Brian Heseung Kim and Benjamin L. Castleman
Several months ago, we announced a new project we have embarked on to augment traditional career advising for near-graduates in community college programs with data-driven, personalized job matches for students. In close partnership with the Virginia Community College System (VCCS), the Tennessee Board of Regents (TBR), and the Ascendium Education Group, we are developing a job recommendation algorithm and an accompanying intrusive career advising intervention to support community college graduates in identifying and applying for degree-relevant jobs which would provide stable employment and commensurate compensation. For more background and context on the project, please read our initial project release here.
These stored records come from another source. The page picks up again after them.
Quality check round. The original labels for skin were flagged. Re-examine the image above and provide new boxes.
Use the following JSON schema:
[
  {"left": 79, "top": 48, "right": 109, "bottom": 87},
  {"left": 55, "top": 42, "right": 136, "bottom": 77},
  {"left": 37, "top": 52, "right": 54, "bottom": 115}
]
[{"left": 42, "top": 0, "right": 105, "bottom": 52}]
As we approach the later stages of algorithm development and the beginning stages of the accompanying intervention design, we want to share our progress, challenges, and learnings in this process so far. In this blog post, we offer a brief overview of the design process for our algorithm, selected learnings, and next steps. In future blog posts, we will also offer a deeper technical dive into some of the specific analytic challenges we’ve encountered, with the intention of open-sourcing our approach and gathering feedback from the broader data science community.
Goals and Progress
To recap, our primary goal in this project is ultimately to improve the labor market outcomes of community college students, specifically by providing them with actionable, data-driven personalized information on available job postings as they embark on the job market immediately following graduation. More concretely, we want to help students filter down to available jobs that are actually relevant to them, and then prioritize applying to jobs that are mostly likely to provide them with well-paying, stable employment.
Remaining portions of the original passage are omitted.